Ai nostri interrogativi Annastella Massaro del
Comitato di coordinamento editoriale di "La professione sociale" non
risponde (cfr. il n. 8, dicembre 1994), asserendo che «non si è ritenuto, in questa
sede, di esprimere considerazioni valutative sulla
politica socio-sanitaria della Regione Emilia Romagna,
poiché trattasi di una rivista di carattere scientifico tesa a
promuovere il processo culturale e formativo delle professioni sociali e quindi a cogliere, nella nuova normativa,
gli elementi che ne consentono e
favoriscono una migliore realizzazione».
Ma come si fa ad affermare che una rivista a
carattere scientifico non può e non deve entrare nel merito delle disposizioni
di una legge che coinvolge direttamente la vita di migliaia di persone?
L'assistente sociale (come qualsiasi altro operatore)
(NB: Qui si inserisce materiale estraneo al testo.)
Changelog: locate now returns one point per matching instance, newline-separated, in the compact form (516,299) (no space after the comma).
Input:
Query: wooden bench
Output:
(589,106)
non deve intervenire per rispondere alle esigenze degli utenti? Quindi, non è
tenuta obbligatoriamente a valutare se i compiti assegnati sono confacenti
alla sua preparazione professionale?
Come mai nell'articolo apparso sul n. 7, gennaio-giugno
1994, la rivista, del cui coordinamento redazionale la Massaro fa parte,
rivolgeva lodi sperticate alla legge 5/1994 dell'Emilia Romagna? Se non è
"scientifico" esprimere considerazioni valutative critiche su una
legge è conforme a scienza e coscienza sostenerla al punto di impegnarsi
affinché il suo contenuto «debba essere massimamente divulgato e socializzato»?
In base a quali criteri scientifici la Massaro coglie
nelle norme della legge in oggetto «gli
elementi che ne consentono e
favoriscono una migliore realizzazione», se le disposizioni sono
assolutamente in contrasto con l'assunzione corretta di responsabilità
professionali da parte degli assistenti sociali?
In relazione a quali ragionamenti la redazione di
"La professione sociale" sostiene che «riconoscere all'assistente sociale, figura centrale dell'azione
socio-assistenziale, ruoli di responsabilità e di coordinamento dei progetti di
aiuto personalizzati, per noi significa riconoscere una competenza
dovuta», quando gli assistenti sociali dovrebbero garantire agli anziani
malati, spesso colpiti da pluripatologie, il controllo e il coordinamento in
merito alla correttezza della diagnosi e all'efficacia delle terapie?
Non è necessario che ognuno svolga i compiti per i
quali è professionalmente preparato? Non sono i medici e gli infermieri gli
operatori che devono rispondere alle esigenze diagnostiche e terapeutiche dei
cittadini malati, che sono tutti curabili anche nei casi di malattie
inguaribili?
(1) Cfr. i numeri 105 e 106 di Prospettive assistenziali.